We don’t always understand the reason for the changes that come into our lives. As Christ-followers we need to remember that if we trust God and look objectively at the changes that come we will see how God can take changes that are tough to handle and make them into blessings for our future. When changes come remember that God has everything in His control and will take care of you in whatever new challenges arise.
PRAYER: Father God. There are so many changes going on in my life right now. Some are of my own doing. Many are being forced upon me. Regardless of the reason, change is hard for me to take. I ask that you would empower me with your Holy Spirit to accept the changes that are ahead of me and look for the blessings that will come as a result. Amen.
For if you forgive men when they sin against you, your heavenly Father will also forgive you. But if you do not forgive men their sins, your Father will not forgive your sins. Matthew 6:14-15
When we’ve been hurt by someone it can take away a part of who we are. In some cases it’s a relatively mild thing. Our feelings are hurt by some sarcastic comment or a ‘friend’ tells us their opinion about something dear to us and it hurts.
In other cases, the violation of who we are is much more severe. We come home and find our home broken into and several things of emotional and physical value taken. Our spouse or significant other is caught in, or confesses to, an affair. We are the victim of assault, rape or domestic abuse.
These and many other things can attack the core of who we are. For that reason, and many others, forgiveness is tough. Somewhere along the line we’ve come to believe that forgiveness says, ‘What you did to me is okay’ or ‘I probably deserved all I got and more’ or a variety of other self-defamatory responses.
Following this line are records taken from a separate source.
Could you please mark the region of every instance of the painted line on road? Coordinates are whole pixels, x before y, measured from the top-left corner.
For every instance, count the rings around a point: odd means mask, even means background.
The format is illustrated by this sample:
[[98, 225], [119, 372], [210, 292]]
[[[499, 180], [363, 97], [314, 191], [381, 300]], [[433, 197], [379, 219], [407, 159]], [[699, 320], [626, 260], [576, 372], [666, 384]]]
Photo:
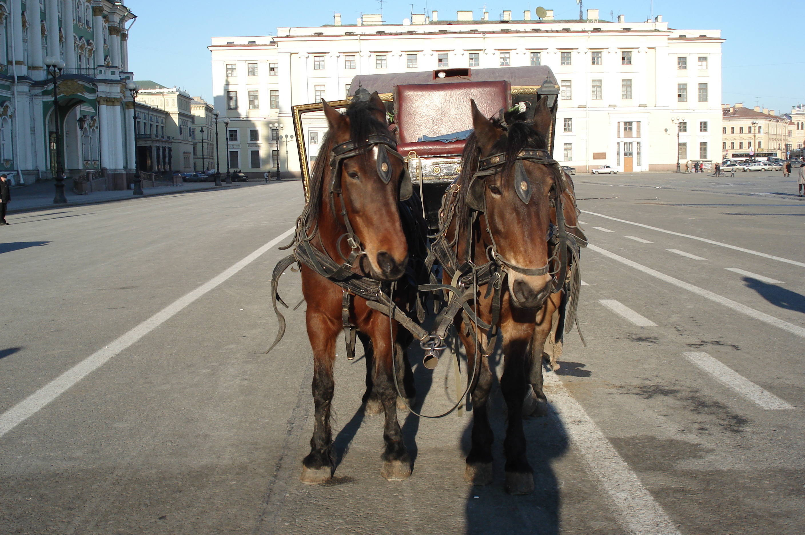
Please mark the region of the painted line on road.
[[707, 238], [702, 238], [698, 236], [691, 236], [690, 234], [683, 234], [682, 233], [675, 233], [672, 230], [666, 230], [665, 228], [658, 228], [657, 227], [652, 227], [648, 224], [643, 224], [642, 223], [635, 223], [634, 221], [627, 221], [625, 219], [618, 219], [617, 217], [612, 217], [611, 216], [605, 216], [604, 214], [596, 213], [595, 212], [588, 212], [587, 210], [582, 210], [583, 213], [590, 214], [591, 216], [598, 216], [599, 217], [603, 217], [605, 219], [610, 219], [613, 221], [618, 221], [620, 223], [626, 223], [628, 224], [634, 224], [638, 227], [642, 227], [643, 228], [649, 228], [650, 230], [656, 230], [658, 233], [665, 233], [666, 234], [673, 234], [674, 236], [681, 236], [683, 238], [691, 238], [691, 240], [699, 240], [700, 241], [704, 241], [704, 243], [712, 244], [713, 245], [720, 245], [721, 247], [726, 247], [728, 249], [735, 249], [736, 251], [741, 251], [741, 253], [749, 253], [749, 254], [755, 254], [758, 257], [763, 257], [764, 258], [770, 258], [771, 260], [778, 260], [781, 262], [786, 262], [788, 264], [793, 264], [794, 265], [799, 265], [800, 267], [805, 267], [805, 263], [798, 262], [795, 260], [789, 260], [788, 258], [783, 258], [782, 257], [775, 257], [773, 254], [766, 254], [766, 253], [760, 253], [758, 251], [753, 251], [750, 249], [744, 249], [743, 247], [738, 247], [737, 245], [730, 245], [727, 243], [721, 243], [720, 241], [715, 241], [713, 240], [708, 240]]
[[685, 358], [715, 377], [720, 383], [726, 385], [737, 393], [768, 410], [793, 409], [794, 405], [785, 401], [768, 390], [762, 389], [708, 353], [683, 353]]
[[667, 249], [667, 251], [671, 251], [671, 253], [675, 253], [676, 254], [680, 254], [683, 257], [687, 257], [688, 258], [692, 258], [693, 260], [707, 260], [707, 258], [702, 258], [701, 257], [697, 257], [695, 254], [691, 254], [690, 253], [685, 253], [684, 251], [680, 251], [678, 249]]
[[598, 299], [598, 302], [638, 327], [657, 327], [657, 323], [645, 316], [640, 315], [620, 301], [616, 301], [615, 299]]
[[609, 495], [620, 524], [634, 535], [679, 535], [674, 523], [646, 490], [629, 464], [618, 455], [581, 405], [555, 373], [544, 376], [547, 393], [556, 418], [587, 464], [588, 473]]
[[744, 270], [739, 270], [738, 268], [724, 268], [727, 271], [732, 271], [733, 273], [737, 273], [739, 275], [745, 275], [747, 277], [751, 277], [752, 278], [756, 278], [761, 282], [768, 282], [769, 284], [782, 284], [782, 281], [778, 281], [776, 278], [769, 278], [768, 277], [764, 277], [763, 275], [758, 275], [756, 273], [752, 273], [751, 271], [745, 271]]
[[238, 271], [251, 264], [270, 249], [293, 234], [294, 230], [294, 228], [287, 229], [246, 257], [233, 264], [231, 267], [225, 270], [221, 273], [221, 274], [213, 277], [189, 294], [179, 298], [148, 319], [146, 319], [134, 328], [115, 340], [103, 349], [99, 349], [95, 352], [84, 360], [81, 360], [80, 363], [6, 410], [0, 415], [0, 437], [6, 434], [20, 423], [25, 422], [25, 420], [35, 414], [40, 409], [66, 392], [73, 385], [97, 370], [101, 366], [103, 366], [113, 356], [115, 356], [120, 353], [120, 352], [139, 340], [149, 332], [172, 318], [185, 307], [196, 301], [207, 292], [213, 290]]
[[775, 318], [773, 315], [770, 315], [765, 312], [761, 312], [760, 311], [756, 311], [753, 308], [747, 307], [746, 305], [742, 305], [737, 301], [733, 301], [732, 299], [728, 299], [725, 297], [719, 295], [718, 294], [714, 294], [713, 292], [704, 290], [704, 288], [700, 288], [699, 286], [693, 286], [688, 282], [680, 281], [678, 278], [674, 278], [670, 275], [667, 275], [664, 273], [660, 273], [656, 270], [652, 270], [651, 268], [646, 267], [642, 264], [638, 264], [635, 261], [629, 260], [628, 258], [624, 258], [623, 257], [615, 254], [614, 253], [610, 253], [609, 251], [601, 249], [597, 245], [593, 245], [589, 244], [587, 246], [588, 249], [601, 253], [605, 257], [611, 258], [616, 261], [619, 261], [621, 264], [625, 264], [630, 267], [633, 267], [638, 271], [642, 271], [647, 275], [651, 275], [655, 277], [661, 281], [665, 281], [670, 284], [673, 284], [675, 286], [687, 290], [689, 292], [692, 292], [697, 295], [700, 295], [704, 298], [710, 299], [711, 301], [715, 301], [716, 302], [724, 305], [729, 308], [733, 309], [737, 312], [741, 312], [741, 314], [745, 314], [746, 315], [754, 318], [755, 319], [759, 319], [760, 321], [768, 323], [769, 325], [774, 325], [776, 327], [782, 329], [783, 331], [787, 331], [788, 332], [796, 335], [797, 336], [801, 336], [805, 338], [805, 328], [794, 325], [793, 323], [789, 323], [786, 321], [783, 321], [779, 318]]

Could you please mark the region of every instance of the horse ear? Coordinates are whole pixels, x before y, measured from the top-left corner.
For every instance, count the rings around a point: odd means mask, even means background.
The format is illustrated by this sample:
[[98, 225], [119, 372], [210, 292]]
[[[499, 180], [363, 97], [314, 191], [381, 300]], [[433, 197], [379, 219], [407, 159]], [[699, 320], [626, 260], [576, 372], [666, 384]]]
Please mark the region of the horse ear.
[[388, 125], [389, 121], [386, 118], [386, 103], [380, 98], [380, 95], [378, 94], [377, 91], [373, 93], [372, 96], [369, 97], [369, 103], [371, 105], [369, 107], [369, 111], [372, 114], [372, 117], [384, 125]]
[[469, 104], [473, 109], [473, 128], [475, 130], [475, 137], [481, 150], [486, 154], [500, 138], [501, 133], [492, 121], [481, 113], [474, 99], [469, 99]]
[[330, 126], [331, 130], [337, 131], [346, 124], [347, 118], [339, 113], [337, 109], [328, 105], [327, 101], [321, 99], [321, 104], [324, 106], [324, 117], [327, 117], [327, 122]]
[[533, 124], [534, 129], [537, 132], [543, 136], [547, 135], [551, 126], [553, 124], [553, 117], [551, 115], [551, 110], [548, 109], [547, 96], [543, 97], [537, 102], [536, 109], [534, 112]]

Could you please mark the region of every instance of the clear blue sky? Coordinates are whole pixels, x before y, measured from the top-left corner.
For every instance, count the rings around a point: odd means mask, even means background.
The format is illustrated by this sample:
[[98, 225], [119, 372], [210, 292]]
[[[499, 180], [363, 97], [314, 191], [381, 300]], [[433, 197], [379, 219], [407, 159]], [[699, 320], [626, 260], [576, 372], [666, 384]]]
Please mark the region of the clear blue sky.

None of these things are true of course. Being hurt is never okay. Broken trust is, in some cases, impossible to mend. But forgiveness isn’t about justifying the actions of another person. Nor is forgiveness about condoning the attack. Forgiveness is about our own personal freedom. Forgiveness says, ‘I will not allow you to continue to control my emotions and my feelings about myself. I’m okay. I’m made in God’s image. Your actions against me were wrong, but I will not dwell on them. I will not allow your pain to cripple me for the rest of my life. I’m releasing you into the hands of God.’
Jesus often talked about forgiveness during His ministry on earth. In Matthew He states that we are to forgive others in order for God to forgive us. Forgiveness of our sins against God is forgiven only because of Jesus. Forgiveness can come no other way and by no action of our own.
Forgiveness of others is a choice. We have the power to make a decision to forgive others. We may not have the power to complete the process, but God’s Holy Spirit will help us with that.
Our refusal to forgive others is our choice. Much as He would like to intervene in the process, God has no choice but to allow us to choose to be unforgiving. He has no choice but to allow the consequences of unforgiveness (bitterness, anger, hatred, broken relationship) to plague us throughout our lives.
Forgiveness isn’t an attack on our personal integrity but being unforgiving is. Lifestyle forgiveness is a character trait that says “I will not allow the hurt you have brought into my life to affect how I feel about myself, others or even you. In the power of the Holy Spirit I am freeing myself of your control.”
PRAYER: Father God. I confess to you that I am struggling with hatred, bitterness and anger over the hurt that others have caused me in my past and present. I ask that your Holy Spirit would empower me to be able to forgive those who have hurt me so that I can live free of the bitterness, anger and hatred that are controlling me. Thank you that you love me just as I am. I’m your child. I will go forth this day free of the control that has bound me. Thank you Jesus. Amen.